The articles starts with:
Why do the media keep running stories saying suits are back? Because PR firms tell them to.
He points out that most of what we read is provided by PR companies and that journalists rarely go out and find information for themselves, they simply don’t have the time or resources.
Later in the article he mentions the effect that Blogs are in their small way having:
You can’t see the fingerprints of PR firms all over the articles, as you can in so many print publications– which is one of the reasons, though they may not consciously realize it, that readers trust bloggers more than Business Week.
I was talking recently to a friend who works for a big newspaper. He thought the print media were in serious trouble, and that they were still mostly in denial about it. “They think the decline is cyclic,” he said. “Actually it’s structural.”
In other words, the readers are leaving, and they’re never coming back.
Fo me this is definitely true, maybe not quite so much with newspapers, but definitely with television. TV stations customers are their advertisers and they seem to care little about their viewers. They keep moving our favourite shows around to different time slots, stop showing them for a few weeks (which just happened over Easter), or just pulling them altogether. Customer loyalty must be at all time low as more and more of us turn off and find other ways to entertain ourselves.
A Podcast I listed to recently talked about a newspaper in a US town starting more of an interactive paper, where they set up a web site to enable readers to comment on stories. These comments would in turn influence how the paper followed the story in the days ahead. Whether this is genuinely usefull or not isn’t the point. The point is that they are trying something new and involving their readers (dare I say customers) in the process.

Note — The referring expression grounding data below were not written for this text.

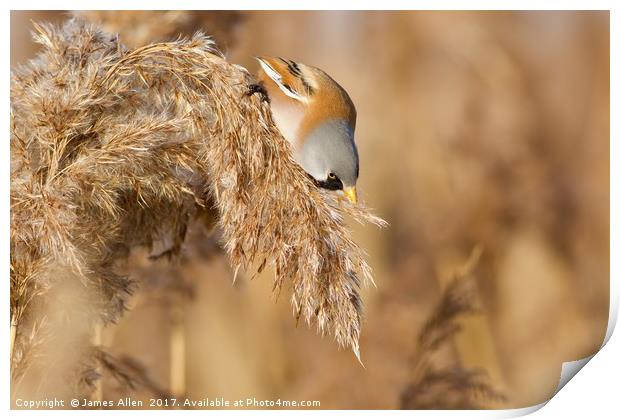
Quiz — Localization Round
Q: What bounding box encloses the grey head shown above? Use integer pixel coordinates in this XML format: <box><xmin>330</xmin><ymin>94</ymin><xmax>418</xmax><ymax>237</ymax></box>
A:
<box><xmin>296</xmin><ymin>119</ymin><xmax>359</xmax><ymax>203</ymax></box>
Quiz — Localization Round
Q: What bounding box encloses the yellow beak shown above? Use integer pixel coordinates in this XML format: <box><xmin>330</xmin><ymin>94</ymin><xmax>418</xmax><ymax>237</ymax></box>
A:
<box><xmin>343</xmin><ymin>186</ymin><xmax>358</xmax><ymax>204</ymax></box>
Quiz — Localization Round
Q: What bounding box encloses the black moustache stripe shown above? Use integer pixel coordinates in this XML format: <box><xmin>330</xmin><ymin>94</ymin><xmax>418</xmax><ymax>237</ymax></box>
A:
<box><xmin>314</xmin><ymin>177</ymin><xmax>343</xmax><ymax>191</ymax></box>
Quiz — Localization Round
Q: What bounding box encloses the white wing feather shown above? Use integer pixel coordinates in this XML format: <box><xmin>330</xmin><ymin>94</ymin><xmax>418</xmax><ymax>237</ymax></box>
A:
<box><xmin>257</xmin><ymin>58</ymin><xmax>305</xmax><ymax>102</ymax></box>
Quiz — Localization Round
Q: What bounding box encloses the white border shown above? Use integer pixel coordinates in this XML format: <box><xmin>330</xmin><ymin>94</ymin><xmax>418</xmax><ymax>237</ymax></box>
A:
<box><xmin>3</xmin><ymin>2</ymin><xmax>616</xmax><ymax>419</ymax></box>
<box><xmin>2</xmin><ymin>0</ymin><xmax>618</xmax><ymax>10</ymax></box>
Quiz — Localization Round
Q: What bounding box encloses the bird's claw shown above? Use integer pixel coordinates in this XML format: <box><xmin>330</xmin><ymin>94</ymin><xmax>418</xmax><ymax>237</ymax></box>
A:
<box><xmin>246</xmin><ymin>83</ymin><xmax>270</xmax><ymax>103</ymax></box>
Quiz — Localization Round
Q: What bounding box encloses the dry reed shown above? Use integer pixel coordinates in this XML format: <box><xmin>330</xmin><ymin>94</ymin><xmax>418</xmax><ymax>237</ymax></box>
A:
<box><xmin>10</xmin><ymin>17</ymin><xmax>385</xmax><ymax>391</ymax></box>
<box><xmin>72</xmin><ymin>10</ymin><xmax>244</xmax><ymax>50</ymax></box>
<box><xmin>85</xmin><ymin>348</ymin><xmax>174</xmax><ymax>400</ymax></box>
<box><xmin>400</xmin><ymin>248</ymin><xmax>506</xmax><ymax>409</ymax></box>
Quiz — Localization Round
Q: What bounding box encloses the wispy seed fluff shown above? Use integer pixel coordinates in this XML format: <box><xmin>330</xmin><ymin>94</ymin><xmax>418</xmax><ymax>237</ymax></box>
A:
<box><xmin>10</xmin><ymin>19</ymin><xmax>386</xmax><ymax>360</ymax></box>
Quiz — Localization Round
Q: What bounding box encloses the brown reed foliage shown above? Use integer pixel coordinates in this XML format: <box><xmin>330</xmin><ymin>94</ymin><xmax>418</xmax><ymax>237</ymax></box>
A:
<box><xmin>72</xmin><ymin>10</ymin><xmax>244</xmax><ymax>50</ymax></box>
<box><xmin>82</xmin><ymin>348</ymin><xmax>175</xmax><ymax>400</ymax></box>
<box><xmin>400</xmin><ymin>248</ymin><xmax>506</xmax><ymax>409</ymax></box>
<box><xmin>10</xmin><ymin>17</ymin><xmax>386</xmax><ymax>388</ymax></box>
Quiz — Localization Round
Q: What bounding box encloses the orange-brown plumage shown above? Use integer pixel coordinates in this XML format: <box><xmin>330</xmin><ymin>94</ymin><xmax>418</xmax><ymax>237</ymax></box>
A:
<box><xmin>297</xmin><ymin>66</ymin><xmax>356</xmax><ymax>142</ymax></box>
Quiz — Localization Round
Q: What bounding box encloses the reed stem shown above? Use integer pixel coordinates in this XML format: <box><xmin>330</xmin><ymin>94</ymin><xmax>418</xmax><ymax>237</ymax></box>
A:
<box><xmin>170</xmin><ymin>303</ymin><xmax>186</xmax><ymax>398</ymax></box>
<box><xmin>91</xmin><ymin>323</ymin><xmax>103</xmax><ymax>402</ymax></box>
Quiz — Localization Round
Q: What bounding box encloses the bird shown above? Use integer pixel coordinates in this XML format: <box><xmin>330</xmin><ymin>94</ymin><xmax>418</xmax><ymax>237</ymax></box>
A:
<box><xmin>254</xmin><ymin>56</ymin><xmax>359</xmax><ymax>204</ymax></box>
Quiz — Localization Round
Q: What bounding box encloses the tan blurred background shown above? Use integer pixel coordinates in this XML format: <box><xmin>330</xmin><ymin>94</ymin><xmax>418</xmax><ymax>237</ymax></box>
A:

Pauls articles concludes with:
PR people fear bloggers for the same reason readers like them. And that means there may be a struggle ahead. As this new kind of writing draws readers away from traditional media, we should be prepared for whatever PR mutates into to compensate. When I think how hard PR firms work to score press hits in the traditional media, I can’t imagine they’ll work any less hard to feed stories to bloggers, if they can figure out how.
Everything is changing. Getting publicity for products like the ones I develop is more difficult than ever. Folks are being pulled in every direction to do all sorts of things they didn’t have to do a generation ago. Time becomes more precious for everyone. We simply don’t have the luxury of spare time that we used to have. And so we need new ways to get our message out, ways that don’t ram rubbish down peoples throats and don’t treat them as crash-test-dummies.